A mountain to climb

As the biggest funding shortage the transport sector has seen in recent history looms over us, Steer Davies Gleave takes a closer look at how we can help fill the gap.

The coming years and decades will witness a funding challenge of unprecedented scale for the transport sector. The costs of maintaining and enhancing the UK’s road network already exceed what the Government can afford. On top of this, tax receipts are set to fall with the reduction in fuel duty and a shift towards low-carbon vehicles. One way forward would be to internalise as much transport funding as possible, through charges and levies on users to add to the Exchequer.

Corridors of Choice offers a means to increase capacity, reduce congestion and improve safety on the UK road network. Just as importantly, the paradigm has the potential to help fill the funding gap, especially in the longer term. With a charge as low as five pence per km, a traffic flow of 80,000 per day would give rise to a revenue of £1.5m annually for every km of motorway. On a national basis, this could yield many hundreds of millions of pounds each year. Receipts could be even higher, and economic signals all the more potent, if charges were designed to respond to congestion or emissions levels.

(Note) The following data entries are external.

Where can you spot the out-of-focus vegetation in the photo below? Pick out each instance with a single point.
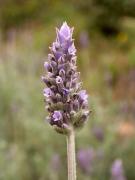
(29, 148)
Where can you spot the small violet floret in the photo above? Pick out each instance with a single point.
(66, 103)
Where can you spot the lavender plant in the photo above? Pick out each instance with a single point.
(66, 102)
(117, 172)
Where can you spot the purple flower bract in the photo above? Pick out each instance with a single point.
(66, 103)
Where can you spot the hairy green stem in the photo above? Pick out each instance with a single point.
(71, 155)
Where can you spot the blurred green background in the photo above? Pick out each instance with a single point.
(105, 41)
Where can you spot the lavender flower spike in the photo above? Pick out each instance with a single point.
(67, 104)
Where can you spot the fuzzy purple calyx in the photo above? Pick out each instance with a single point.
(63, 94)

Naturally, these revenues would be partially offset by the costs of setting up the system, and ongoing operations. However, experience on the M42 scheme and elsewhere suggests that the initial outlay could easily be repaid within the first few years of operation.

Moreover, our estimates suggest that the modest fee of five pence per km could not only fund the ongoing operation of a scheme but, just as importantly, pay for transport improvements elsewhere on that part of the strategic road network and surrounding local routes.

From idea to reality

Corridors of Choice offers just one of a range of funding options. In addition, it inevitably raises questions on funding for areas not proposed as Corridors of Choice, particularly in the short term. Other funding possibilities that are in many respects complementary to Corridors of Choice include:

  • Local Sustainable Transport Fund (LSTF). This £560m fund, available to local transport authorities, seeks to promote economic growth and to help tackle climate change. A focus on improved traffic management and localism makes the LSTF an especially promising source of funding for supporting Corridors of Choice.
  • Private-sector financing. A private sector concessionaire could be appointed to develop and operate the system, in return for part or all of the revenues. A robust legal contract would need to stipulate the outputs to be delivered by the concessionaire, not only on the Managed Motorway, but also the required improvements to local infrastructure. An attractive arrangement
    might be to create a public sector body with the technical knowhow to grant concessions that maximise local benefits while minimising risks to government.
  • Regional Growth Fund (RGF). This is a £1.4bn pot designed to stimulate enterprise in England over the next three years. Guidance purposely cites investment in transport and infrastructure as being eligible for funding and schemes envisaged under Corridors of Choice align especially closely with the government’s objectives for the Fund. A funding approach for this source would need to come from a private enterprise, or a Public Private Partnership (including Local Enterprise Partnerships (LEPs)).
  • Tax Increment Financing (TIF). This model, adopted from the US, could be deployed in principle. If they could demonstrate improved economic performance and increases in taxation
    revenues as a result of Corridors of Choice, local authorities might be able to borrow against these future tax receipts to fund the initial improvements. (See January 2011 issue of The Review for more on TIF).
  •  Community Infrastructure Levy (CIL). This mechanism involves imposing a levy on building developments, with the revenues deployed for local infrastructure investment. This funding source may be available in some, although not all, instances of a Corridors of Choice scheme. CIL can only be deployed for capacity enhancements, which applies to Corridors of Choice if they are essential for the development to proceed or if the development will itself cause additional problems).

Conclusion

Corridors of Choice not only offers the possibility of significant direct benefits to end users, but may also provide a means of funding local transport interventions, plugging the unprecedented funding gap, particularly where synergies with existing funding mechanisms can be identified. In the short term, a number of funding possibilities arise, some involving private sector participation, and all in keeping with the government’s localism agenda.